Le festin de Geoffrey
Publié le 27 Décembre 2007
Le Petit Geoffrey et Lao Tseu en pleins préparatifs
Les choses sérieuses avaient commencé la veille. Tout d'abord, de manière insidieuse, un cul de poule inconnu fit son apparition sur un coin de l'évier. Dans son placard, le petit cul de poule en plastique orange au design très branché eut un hoquet d'indignation à l'idée que l'on puisse lui préférer cet intrus en inox abominablement passe-partout. Il se laissa tomber de son étagère et roula jusqu'au milieu de la cuisine par la porte entrouverte. Lao Tseu ouvrit un œil paresseux, contempla le récipient répandu sur le carrelage et décida finalement d'ignorer l'incident.
Un peu plus tard, le Petit Geoffrey en grande tenue fit son entrée dans la cuisine. D'un geste qui n'admettait aucune réplique il ordonna au cul de poule orange de regagner sa place et d'arrêter toutes ses simagrées. Lao Tseu que ce soudain remue-ménage avait tirée de sa sieste vint s'installer au bout du banc pour ne pas perdre une miette des opérations. Bientôt la grande table monastère fut envahie d'ustensiles en tout genre, d'ingrédients divers et parfumés et la pression du Petit Geoffrey monta d'un cran. Un grand couteau fut appelé en renfort et se mit à tailler des juliennes de légumes avec une précision assassine, une tête de poisson vola, un crabe tomba dans le gros faitout bleu, puis un autre et encore un autre. Lao Tseu n'en pouvait mais : les vapeurs de la sauce américaine noyaient sa truffe de senteurs exquises et ses yeux se mouillèrent de larmes d'émotion quand on lui promit qu'elle aurait le droit d'y goûter un peu, un tout petit peu.
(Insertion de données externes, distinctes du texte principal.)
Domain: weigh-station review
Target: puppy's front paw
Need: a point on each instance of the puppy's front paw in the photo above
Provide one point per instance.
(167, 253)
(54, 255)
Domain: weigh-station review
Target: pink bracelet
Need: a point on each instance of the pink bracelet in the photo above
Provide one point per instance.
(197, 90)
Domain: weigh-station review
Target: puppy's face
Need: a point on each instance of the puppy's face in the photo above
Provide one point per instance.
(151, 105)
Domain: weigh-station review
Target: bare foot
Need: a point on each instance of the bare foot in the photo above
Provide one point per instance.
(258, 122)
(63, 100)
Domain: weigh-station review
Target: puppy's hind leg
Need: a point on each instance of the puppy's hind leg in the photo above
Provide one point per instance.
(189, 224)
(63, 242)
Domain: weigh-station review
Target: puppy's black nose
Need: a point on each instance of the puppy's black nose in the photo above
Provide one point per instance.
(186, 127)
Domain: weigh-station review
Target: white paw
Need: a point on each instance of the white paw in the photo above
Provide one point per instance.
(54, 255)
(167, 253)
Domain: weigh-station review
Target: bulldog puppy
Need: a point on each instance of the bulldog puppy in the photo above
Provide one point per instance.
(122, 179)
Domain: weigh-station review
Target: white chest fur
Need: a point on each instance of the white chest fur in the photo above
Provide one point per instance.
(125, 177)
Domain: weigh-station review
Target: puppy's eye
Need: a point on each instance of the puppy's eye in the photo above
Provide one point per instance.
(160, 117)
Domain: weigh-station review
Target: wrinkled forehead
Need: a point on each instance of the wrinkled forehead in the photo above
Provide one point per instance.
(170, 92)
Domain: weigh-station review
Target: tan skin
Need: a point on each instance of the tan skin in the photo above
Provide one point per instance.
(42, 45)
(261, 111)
Deux douzaines d'œufs furent alors convoqués sur le champ ainsi que le cul de poule orange qui ne put s'empêcher de décocher un regard haineux à son rival dans lequel une génoise blonde et mousseuse montait doucement sous les coups de fouet généreux que lui appliquait le Petit Geoffrey en sifflotant. "Lao Tseu ne lèche pas la table", gronda-t-il. mais la chienne philosophe n'en avait cure et léchait à qui mieux-mieux, humait les fumets et frôla l'extase à la vue d'une pièce de bœuf aussi grosse qu'elle.
Vers vingt-et-une heures, la cuisine retrouva un semblant de calme et d'ordre. Les deux culs de poule séchaient dans l'évier l'un sur l'autre mais personne dans la maison ne put dire ce qui se passa ensuite.
Vers onze le lendemain matin, Lao Tseu retrouva sa place sur le banc et les deux culs de poule (qui baillaient à s'en décrocher la mâchoire…), sur la table. Le Petit Geoffrey mit un point final à la bûche en chocolat en lui plantant deux petits bonhommes en chocolat blanc. Dans l'évier les couteaux jouaient aux Trois Mousquetaires et la Maryse offrait aux regards concupiscents ses flancs dégoulinants de crème pâtissière au chocolat. Le Petit Geoffrey dut hausser le ton pour rétablir le calme et tout en surveillant les deux culs de poule qui se frottaient lascivement l'un contre l'autre il commença à dresser une jolie série de petites meringues sur une plaque qu'il enfourna dans la foulée.
A dix-neuf heures, une huître particulièrement vorace mordit férocement le majeur gauche du Petit Geoffrey. Il fallut quatre personnes pour en venir à bout. L'animal enfin maîtrisé fut extirpé sans ménagement de sa coquille et dévoré illico par le père de la victime. La fin fut digne d'une grand symphonie, les papilles s'ouvrirent, les bouches s'arrondirent, il y eut des "oh" et des "ah", Lao Tseu perdit même la tête et engloutit derechef une partie de la barde des tournedos que le Petit Geoffrey était en train de préparer. Le Père Noël profita du tohu- bohu général pour déposer les cadeaux au pied du sapin et s'esquiver discrètement. Lao Tseu vaguement nauséeuse affirma avoir fait un tour dans le chariot au-dessus du toit de la maison ce que confirmèrent les deux culs de poule un brin éméchés que le Petit Geoffrey avait posés sur le rebord de la fenêtre. Il n'y eut personne pour les croire car tout le monde sait bien que le Père Noël n'utilise plus de rennes depuis belle lurette.
Le vingt-cinq décembre, à deux heures du matin toute la maisonnée s'assoupit tranquillement alors que du rebord de la fenêtre montaient des "oh" et des "ah" étouffés auxquels plus personne ne prêtait attention.